“All changes made to an environment must be approved by managers.”
“Applications can be updated only during predefined times.”
Familiar statements … right? You might be wondering why I mentioned testing explicitly at the title. In fact, testing is implicitly included in all steps. Security audit is also just one kind of testing. Tester(s) are quite often the ones who get the blame if applications can’t go live due to the detection of bugs. So it’s preventing “everything nice”.
Luckily, there are some companies that think differently. In those companies it’s enough that the code is in version control and automated tests pass to install new version to production. Without any human intervention. Also improvements or fixes for the application can be made quicker. It’s enough to notice something that needs to be changed (improvement, error) in the application and tell that to product team. The feature can be fixed or implemented to production much faster than most people can expect.
So, the good part is that we clearly see quick fixes and new features.
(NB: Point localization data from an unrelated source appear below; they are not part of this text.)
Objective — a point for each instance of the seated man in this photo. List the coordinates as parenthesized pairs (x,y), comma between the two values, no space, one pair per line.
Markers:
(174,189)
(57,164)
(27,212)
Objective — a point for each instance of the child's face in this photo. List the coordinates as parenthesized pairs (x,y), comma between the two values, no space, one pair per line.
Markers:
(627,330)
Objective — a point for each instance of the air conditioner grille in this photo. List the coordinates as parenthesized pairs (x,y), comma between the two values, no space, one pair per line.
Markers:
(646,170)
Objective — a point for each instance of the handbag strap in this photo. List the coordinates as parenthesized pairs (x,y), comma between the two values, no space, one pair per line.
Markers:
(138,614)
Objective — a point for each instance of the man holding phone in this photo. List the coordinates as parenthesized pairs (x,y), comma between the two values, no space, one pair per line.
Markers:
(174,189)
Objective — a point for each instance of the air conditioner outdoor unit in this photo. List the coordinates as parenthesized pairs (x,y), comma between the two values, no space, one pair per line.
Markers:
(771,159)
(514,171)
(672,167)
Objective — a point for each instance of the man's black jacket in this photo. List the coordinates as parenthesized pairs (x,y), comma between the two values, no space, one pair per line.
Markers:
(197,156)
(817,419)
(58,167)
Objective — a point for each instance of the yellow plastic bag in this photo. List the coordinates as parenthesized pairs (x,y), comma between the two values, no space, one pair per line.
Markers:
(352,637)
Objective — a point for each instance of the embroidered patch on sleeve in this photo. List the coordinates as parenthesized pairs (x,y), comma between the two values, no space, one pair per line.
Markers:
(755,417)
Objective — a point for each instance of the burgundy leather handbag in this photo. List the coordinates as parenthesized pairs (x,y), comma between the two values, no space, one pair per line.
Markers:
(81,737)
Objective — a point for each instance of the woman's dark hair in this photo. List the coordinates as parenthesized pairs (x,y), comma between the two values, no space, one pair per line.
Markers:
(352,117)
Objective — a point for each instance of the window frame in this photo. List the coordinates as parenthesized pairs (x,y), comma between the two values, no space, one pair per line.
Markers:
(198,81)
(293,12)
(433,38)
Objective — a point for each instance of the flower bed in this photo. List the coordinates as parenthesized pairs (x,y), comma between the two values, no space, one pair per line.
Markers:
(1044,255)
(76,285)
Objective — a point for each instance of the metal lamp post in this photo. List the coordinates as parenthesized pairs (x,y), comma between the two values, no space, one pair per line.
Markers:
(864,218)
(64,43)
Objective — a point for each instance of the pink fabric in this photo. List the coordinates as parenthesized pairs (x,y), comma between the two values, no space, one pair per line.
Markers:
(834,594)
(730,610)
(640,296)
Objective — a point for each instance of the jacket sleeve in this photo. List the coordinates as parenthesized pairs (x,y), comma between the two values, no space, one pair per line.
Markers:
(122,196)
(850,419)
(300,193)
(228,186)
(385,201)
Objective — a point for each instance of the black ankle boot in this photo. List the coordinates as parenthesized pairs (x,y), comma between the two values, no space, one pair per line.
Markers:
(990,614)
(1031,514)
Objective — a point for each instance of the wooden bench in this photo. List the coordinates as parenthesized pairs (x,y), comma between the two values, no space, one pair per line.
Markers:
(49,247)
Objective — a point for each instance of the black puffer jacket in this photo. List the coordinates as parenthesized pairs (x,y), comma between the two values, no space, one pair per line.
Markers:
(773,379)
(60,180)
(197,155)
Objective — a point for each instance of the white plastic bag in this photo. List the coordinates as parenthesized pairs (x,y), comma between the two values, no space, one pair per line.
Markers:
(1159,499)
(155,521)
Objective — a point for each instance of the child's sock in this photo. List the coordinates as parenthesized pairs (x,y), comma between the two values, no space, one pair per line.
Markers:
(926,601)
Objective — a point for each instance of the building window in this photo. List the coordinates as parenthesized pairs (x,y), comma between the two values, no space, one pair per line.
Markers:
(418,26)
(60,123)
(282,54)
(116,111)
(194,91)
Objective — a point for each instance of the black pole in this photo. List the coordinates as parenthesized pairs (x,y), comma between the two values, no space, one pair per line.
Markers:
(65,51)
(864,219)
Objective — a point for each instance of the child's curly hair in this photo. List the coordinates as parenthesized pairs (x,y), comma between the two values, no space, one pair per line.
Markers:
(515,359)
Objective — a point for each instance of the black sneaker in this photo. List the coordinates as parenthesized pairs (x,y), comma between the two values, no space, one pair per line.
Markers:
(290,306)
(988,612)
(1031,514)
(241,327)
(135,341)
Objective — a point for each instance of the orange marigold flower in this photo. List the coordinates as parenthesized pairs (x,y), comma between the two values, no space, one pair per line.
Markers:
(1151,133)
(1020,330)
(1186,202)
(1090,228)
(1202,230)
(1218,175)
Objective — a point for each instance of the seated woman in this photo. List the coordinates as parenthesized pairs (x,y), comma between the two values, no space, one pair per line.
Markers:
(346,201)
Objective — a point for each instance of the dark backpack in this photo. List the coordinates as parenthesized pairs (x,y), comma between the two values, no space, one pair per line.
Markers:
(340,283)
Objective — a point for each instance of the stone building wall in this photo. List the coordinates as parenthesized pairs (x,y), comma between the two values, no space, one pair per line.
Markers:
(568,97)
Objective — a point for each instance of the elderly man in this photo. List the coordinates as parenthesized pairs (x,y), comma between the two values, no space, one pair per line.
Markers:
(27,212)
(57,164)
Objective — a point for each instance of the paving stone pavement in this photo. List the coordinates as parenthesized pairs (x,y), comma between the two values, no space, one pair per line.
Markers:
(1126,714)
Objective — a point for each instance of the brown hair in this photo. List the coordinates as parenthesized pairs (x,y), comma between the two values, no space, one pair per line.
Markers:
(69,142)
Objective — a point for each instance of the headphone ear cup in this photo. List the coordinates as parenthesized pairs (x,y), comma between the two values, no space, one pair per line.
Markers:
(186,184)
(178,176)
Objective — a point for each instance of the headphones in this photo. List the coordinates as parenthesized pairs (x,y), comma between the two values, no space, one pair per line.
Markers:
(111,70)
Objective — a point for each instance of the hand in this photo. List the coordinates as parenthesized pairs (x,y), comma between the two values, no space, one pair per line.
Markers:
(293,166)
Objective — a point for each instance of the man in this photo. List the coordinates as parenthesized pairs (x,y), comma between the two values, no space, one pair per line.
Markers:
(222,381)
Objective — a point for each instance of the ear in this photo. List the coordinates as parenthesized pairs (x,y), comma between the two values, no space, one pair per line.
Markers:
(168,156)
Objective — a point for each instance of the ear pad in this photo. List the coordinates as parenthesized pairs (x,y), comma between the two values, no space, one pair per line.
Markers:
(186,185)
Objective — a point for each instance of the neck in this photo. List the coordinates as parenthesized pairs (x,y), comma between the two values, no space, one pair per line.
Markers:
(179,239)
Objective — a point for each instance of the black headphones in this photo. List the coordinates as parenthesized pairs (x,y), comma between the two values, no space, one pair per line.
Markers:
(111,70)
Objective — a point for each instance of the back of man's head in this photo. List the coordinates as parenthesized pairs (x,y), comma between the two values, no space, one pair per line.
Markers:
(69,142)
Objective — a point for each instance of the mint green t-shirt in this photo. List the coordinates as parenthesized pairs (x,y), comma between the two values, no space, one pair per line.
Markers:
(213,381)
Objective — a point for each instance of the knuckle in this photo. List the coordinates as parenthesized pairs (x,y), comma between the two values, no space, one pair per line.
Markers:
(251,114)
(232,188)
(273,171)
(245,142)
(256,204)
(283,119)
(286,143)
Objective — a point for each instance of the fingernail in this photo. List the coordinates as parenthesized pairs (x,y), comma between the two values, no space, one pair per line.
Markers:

This can be also seen as a problem. So first thing to do is to trust each other. E.g. that developers do not make mindless implementations, and are able to fix things successfully. And also that business people can make decisions, without getting approvals from some steering groups or committees.
So, in a nutshell:
- Trust people and let them do things that they’re good at
- Trust that people are doing things the correct way and verifying that the results of their work, works.
- Help people by removing obstacles instead of creating those.
- Use time for doing things, not for building (manual) safety nets.
All this is part of DevOps, so why not to try that yourselves?